I’m not going to repeat my usual John Lennon quote about life getting in the way of keeping up with these pages, but it kinda does, between procrastinations.
The year got off to its usual slow starts. Things were progressing to plan. I got me, a new wee second-hand car. Everything seemed hunky dory.
There were, of course, the everyday ups and downs that happen. My children, ( now adults) had received some pending bad tidings with regards to their father.
I did my best to take the advice of my eldest boy, who had reminded me of something I’d quoted years before.
Something my mother said, that at various times, I had said to him, and his siblings when they were younger:
” If you have nothing good to say, best say nothing at all”
The news had first come to light sometime in November.
I witnessed the arrival of the news, sitting in my living room when my youngest son received news from his father, I believe from the hospital.
My son had entered the room, left of where I was sitting. He stood, staring down at the mobile phone in his hand. Looking a little lost and bewildered.
“That was my dad” he said. Still staring down at the phone.
“The cancer is back, he said. it’s in his spine, lungs, and liver. The prognosis isn’t good.
There’s nothing really they can do. He’s got a few months, maybe weeks apparently.”
He was still staring at the phone.
” I didn’t know what to say to him” He paused, and looked at me,
” I don’t know what I ‘m supposed to feel”.
I understood what he meant. And I didn’t know what to say to my son.
Nor did I know what I should say to his older siblings when I would inevitably face the topic with them.
My separation and the divorce that followed had not been one that could be described as amicable. Two decades on, there was civility between my ex-husband and I on the rare occasions when by chance our paths crossed. We were polite, courteous and adult.
I had long since lost any emotional feelings towards him. I was at best indifferent.
I wished him no ill or suffering. He was my children’s father.
However, that did not alter the fact that I was well aware there was still a bucketful of emotional worm cans, that could easily be spilled, for each of my children, and indeed myself. Worm cans that could send little triggers to all sorts of past pains, grief, angers, and even confusions, that were thought to have been buried long ago.
Little toxic why the fucks, just waiting to be resurrected by thoughtless words, actions or behaviors by other parties who were by and large to nieve, stupid, ignorant or perhaps even mindfully antagonistic, manipulative, heartless and cruel. Not to me, but to my children.
It was then I realized that indifference was becoming angry, not at the impact of the situation on me personally, that did not exist, but by once again bearing witness to the thoughtlessness in the interactions of him, and his other family in the days leading up to, and following his death.
The issues related to my ex-husband’s death are not the main topic of this update, although the subject matter will be addressed in my book A Girl from Glasgow and analyzed at a later date in The Unconventional Thesis of a girl from Glasgow.
This update is about where I’d like to take these pages going forward.
When I first began posting these pages I felt I had an important story that had to be told.

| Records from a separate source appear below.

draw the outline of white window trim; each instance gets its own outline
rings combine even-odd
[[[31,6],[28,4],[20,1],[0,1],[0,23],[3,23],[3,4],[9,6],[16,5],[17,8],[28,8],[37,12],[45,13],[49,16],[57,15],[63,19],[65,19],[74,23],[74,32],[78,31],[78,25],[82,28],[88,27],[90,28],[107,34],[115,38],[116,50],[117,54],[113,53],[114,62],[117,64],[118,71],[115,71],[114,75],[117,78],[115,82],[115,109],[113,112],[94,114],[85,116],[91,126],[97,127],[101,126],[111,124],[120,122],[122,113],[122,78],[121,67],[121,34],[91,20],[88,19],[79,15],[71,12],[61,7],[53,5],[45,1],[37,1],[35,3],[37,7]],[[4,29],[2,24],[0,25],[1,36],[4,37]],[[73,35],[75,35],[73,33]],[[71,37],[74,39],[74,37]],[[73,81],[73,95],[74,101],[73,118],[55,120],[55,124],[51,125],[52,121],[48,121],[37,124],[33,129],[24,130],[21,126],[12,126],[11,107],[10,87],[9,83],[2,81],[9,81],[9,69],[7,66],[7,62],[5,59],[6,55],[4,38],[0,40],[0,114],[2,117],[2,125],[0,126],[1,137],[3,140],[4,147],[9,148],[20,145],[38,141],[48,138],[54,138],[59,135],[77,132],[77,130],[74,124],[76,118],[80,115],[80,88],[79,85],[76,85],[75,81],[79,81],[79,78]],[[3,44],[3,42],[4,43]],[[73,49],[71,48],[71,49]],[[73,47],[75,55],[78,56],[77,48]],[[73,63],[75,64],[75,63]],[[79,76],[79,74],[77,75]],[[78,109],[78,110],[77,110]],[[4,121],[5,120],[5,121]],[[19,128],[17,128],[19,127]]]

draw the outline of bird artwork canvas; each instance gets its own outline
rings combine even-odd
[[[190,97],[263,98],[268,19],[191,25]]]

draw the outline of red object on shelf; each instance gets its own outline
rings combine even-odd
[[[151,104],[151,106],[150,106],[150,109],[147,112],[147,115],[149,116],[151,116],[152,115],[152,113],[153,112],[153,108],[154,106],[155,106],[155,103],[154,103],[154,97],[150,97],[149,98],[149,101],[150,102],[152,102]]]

At that time around 2009, I was living through what was the most frightening & mentally and emotionally draining period of my life till then.
I believe I became fragmented.
In one fragment, I lived out my fall into the abyss in long, often, I guess, disorganized rants online, as I desperately tried to understand what had become my reality.
I talked about my ordeal in various blogs, Facebook posts, Twitter and other social media sites, desperately trying to raise awareness of my case and my predicament as I tried to find advice, support and assistance to help with legal aspects.
I posted documents and other supporting evidence related to my predicament, and I screamed and cursed and cried in video posts without shame, in a desperate bid for justice, not just for me but others like me. Basically, I Shared a large part of my breakdown online. Much of it is still out there in the www somewhere I guess.
In another fragment, I created an ultra ego, and through that, I expressed emotions, thoughts, feelings, fears, trepidations & different aspects of me, and, my story through the creative aspects of my personality. In poetry, painting, photography, and other creative pursuits. It was this fragment that kept me alive and sane, in the chaos that was my reality, in this fragmentation, I believe I entered a different level of consciousness & was guided through the shadows of my mind to a clearer understanding of my reality, despite this fragment being the one that many used against me to deem me crazy.
In the third fragment, I swung like a pendulum between the other two fragments of my divided self. Trying to analyze and rationalize the all of it, & connect the separated fragments into a consious harmonious union.
Going forward with these pages it is the impact of how the arts helped me to keep going through that journey to where I am now, that I hope to focus on.
My journey has not ended yet, nor have I achieved my original goals for what I call the Hethen Project but I’m on it and I’m getting there slowly but surely.
In recent weeks while I have not posted I have continued to bring together diffrent collections of the various art and writing projects from 2009 to date.
I have also been submitting some of my written projects to various outlets and hope to have more updates regarding what comes next soon.
Going forward I hope to share some of the artistic creations that brought me from there to here and explain the different ways the arts have helped me understand my journey, manage my mental health & live with mental illness.
Finally, if you have followed my pages at any time anywhere, thank you I appreciate your patience and persistence with my unregularity.
And I hope to bring more interesting updates and interesting posts in the near future.